先有生態而後有文化,這個道理,一直被杭州雄辯地演繹著;雄辯到,連最偉大的詩人來到這裡也無心寫詩,而是立即成了生態救護者。

杭州當然也有密集的文化,但我早就發現,什麼文化一到杭州就立即變成了一種景觀化、生態化的存在。且不說靈隱寺、六和塔、葛嶺、孤山如何把深奧的佛教、道教轉化成了山水美景,更讓我喜歡的是,連一些民間故事也被杭州鋪陳為動人景觀。

最驚人的當然是《白蛇傳》裡的白娘娘。杭州居然用一池清清亮亮的湖水,用一條宜雨宜雪的斷橋,用一座坍而又建的雷峰塔來侍奉她。

她並不包含太多我們平常所說的那種「文化」。她甚至連人也不是,卻願意認認真真做一個人。她是妖,也是仙,因此什麼事情都難不著她。但當她只想做一個人,一個普普通通的人時,那就難了。

這個故事本身就是對中國歷史的一種詰難。中國歷史「兩多一少」。一是多妖,以及與此近似的魔、鬼、奸、逆;二是多仙,以及與此近似的神、聖、忠、賢。這兩個群落看似界限森嚴卻時時可以轉換。少的是人,與妖與仙都不同的人。因此,白娘娘要站在人和非人的邊緣上鄭重告訴世間的人,人是什麼。民間故事的這個構想,驚心動魄。
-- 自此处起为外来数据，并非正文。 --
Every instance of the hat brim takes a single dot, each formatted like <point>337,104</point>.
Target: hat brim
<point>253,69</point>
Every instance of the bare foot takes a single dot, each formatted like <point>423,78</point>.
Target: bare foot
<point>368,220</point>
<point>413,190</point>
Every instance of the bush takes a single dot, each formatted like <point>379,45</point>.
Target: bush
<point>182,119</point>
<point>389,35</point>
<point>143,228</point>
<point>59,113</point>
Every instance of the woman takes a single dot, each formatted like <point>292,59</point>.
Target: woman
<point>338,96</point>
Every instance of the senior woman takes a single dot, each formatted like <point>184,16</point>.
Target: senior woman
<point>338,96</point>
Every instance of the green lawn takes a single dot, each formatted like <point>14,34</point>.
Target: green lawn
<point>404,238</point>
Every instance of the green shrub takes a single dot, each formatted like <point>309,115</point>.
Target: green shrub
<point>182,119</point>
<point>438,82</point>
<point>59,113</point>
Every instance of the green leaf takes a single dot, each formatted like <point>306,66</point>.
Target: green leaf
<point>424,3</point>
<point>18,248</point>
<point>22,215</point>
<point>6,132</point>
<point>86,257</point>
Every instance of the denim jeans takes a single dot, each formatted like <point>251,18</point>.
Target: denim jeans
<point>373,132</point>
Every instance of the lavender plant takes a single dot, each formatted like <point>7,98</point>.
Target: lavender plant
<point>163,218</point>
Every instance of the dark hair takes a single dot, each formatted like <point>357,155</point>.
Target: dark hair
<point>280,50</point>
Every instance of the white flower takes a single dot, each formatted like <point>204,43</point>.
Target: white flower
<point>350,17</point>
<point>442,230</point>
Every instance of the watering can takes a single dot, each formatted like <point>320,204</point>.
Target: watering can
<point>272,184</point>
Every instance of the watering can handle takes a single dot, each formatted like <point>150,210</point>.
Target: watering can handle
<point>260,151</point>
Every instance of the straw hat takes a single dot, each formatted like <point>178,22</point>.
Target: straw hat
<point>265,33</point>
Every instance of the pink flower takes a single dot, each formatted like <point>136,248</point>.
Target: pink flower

杭州似乎從一開始就知道了這個民間故事的偉大,願意為它創製一個巨大的實景舞台。這個實景舞台永遠不會拆卸,年年月月提醒人們:為什麼人間這麼值得留戀。與這個實景舞台相比,杭州的其他文化遺跡就都顯得不太重要了。

像《白蛇傳》的故事一樣,杭州的要義是追求人間之美。人間之美的基礎,是生態之美,尤其是自然生態之美。

在杭州,如果離開了自然生態之美,什麼文化都不成氣象。

這與我們平常所熟悉的中國歷史和中國文化的主旨,有很大差別。